Solomon-0.5B

Solomon-0.5B is a mobile-focused reasoning model fine-tuned from Qwen/Qwen2.5-0.5B on a curated dataset of reconstructed chain-of-thought reasoning traces inspired by Claude Opus 4.6 and 4.7. The goal is a sub-1B model that reasons carefully before it answers, small enough to run on a phone, but thoughtful enough to be worth running at all.

This repository contains the final FP16 merged model. Quantized GGUF variants (Q8 and Q6) are available at TitleOS/Solomon-0.5B-GGUF.

What makes Solomon different from Qwen2.5-0.5B

The base model has no reasoning mode. It responds immediately, without visible deliberation. Solomon changes this: the training data consisted entirely of reasoning traces where the assistant thinks through problems step-by-step inside <think>...</think> blocks before producing a final response. That behavior is now hard-baked into the weights through the fine-tuning process rather than being a switchable runtime parameter.

In practice, this means Solomon will naturally open with a <think> block on most non-trivial queries, work through the problem in plain text, then deliver a clean answer. No special parameters, no API flags — it's just what the model does.

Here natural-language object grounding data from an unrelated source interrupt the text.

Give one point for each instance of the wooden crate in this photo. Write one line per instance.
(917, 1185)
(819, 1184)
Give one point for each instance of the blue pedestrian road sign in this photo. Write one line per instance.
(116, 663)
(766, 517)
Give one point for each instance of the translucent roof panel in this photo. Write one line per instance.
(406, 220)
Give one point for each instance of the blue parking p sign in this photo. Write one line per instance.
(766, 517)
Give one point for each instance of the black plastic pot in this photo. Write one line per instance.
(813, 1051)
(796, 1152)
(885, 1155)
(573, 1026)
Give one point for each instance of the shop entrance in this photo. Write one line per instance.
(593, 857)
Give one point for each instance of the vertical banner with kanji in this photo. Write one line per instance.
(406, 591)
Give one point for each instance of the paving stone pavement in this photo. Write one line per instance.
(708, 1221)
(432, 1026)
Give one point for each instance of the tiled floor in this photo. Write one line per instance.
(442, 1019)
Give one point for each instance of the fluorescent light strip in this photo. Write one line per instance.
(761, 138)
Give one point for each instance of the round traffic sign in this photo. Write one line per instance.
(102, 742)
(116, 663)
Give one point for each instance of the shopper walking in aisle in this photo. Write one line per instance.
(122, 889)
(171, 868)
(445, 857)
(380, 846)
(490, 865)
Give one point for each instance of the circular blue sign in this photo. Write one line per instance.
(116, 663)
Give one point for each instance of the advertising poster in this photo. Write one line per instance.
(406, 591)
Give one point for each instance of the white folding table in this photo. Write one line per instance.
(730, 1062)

The base Qwen2.5-0.5B has no concept of this. Solomon does it by default.

Usage

from transformers import AutoModelForCausalLM, AutoTokenizer
import torch

model_id = "TitleOS/Solomon-0.5B"

tokenizer = AutoTokenizer.from_pretrained(model_id)
model = AutoModelForCausalLM.from_pretrained(
    model_id,
    torch_dtype=torch.float16,
    device_map="auto",
)

messages = [
    {
        "role": "system",
        "content": (
            "Your name is Solomon, a non-binary, highly intelligent reasoning AI. "
            "You always use chain-of-thought when thinking out a task. "
            "Follow the user's instructions exactly, and don't be afraid to speak up "
            "when something goes wrong or you need clarification. "
            "Ask follow-up questions when appropriate."
        ),
    },
    {
        "role": "user",
        "content": "A train travels 60 miles in 45 minutes. What is its speed in miles per hour?",
    },
]

input_ids = tokenizer.apply_chat_template(
    messages,
    tokenize=True,
    add_generation_prompt=True,
    return_tensors="pt",
).to(model.device)

output = model.generate(
    input_ids,
    max_new_tokens=512,
    temperature=0.7,
    top_p=0.9,
    do_sample=True,
)

print(tokenizer.decode(output[0][input_ids.shape[-1]:], skip_special_tokens=True))

Expected output shape:

<think>
Speed = distance / time. The train travels 60 miles in 45 minutes.
45 minutes = 45/60 hours = 0.75 hours.
Speed = 60 / 0.75 = 80 miles per hour.
</think>

The train's speed is **80 miles per hour**.

Training Details

Property	Value
Base model	Qwen/Qwen2.5-0.5B
Dataset	TitleOS/Solomon-Small-Reasoning-Opus-Inspired
Dataset size	~12,000 rows
Method	RSLoRA (rank 32 / alpha 32)
Hardware	Single NVIDIA Tesla P40 (24GB)
Precision	FP32 base, FP16 compute (autocast)
Sequence length	8192 tokens
Checkpoint released	2484
Effective batch size	16
Learning rate	2e-4 (cosine decay)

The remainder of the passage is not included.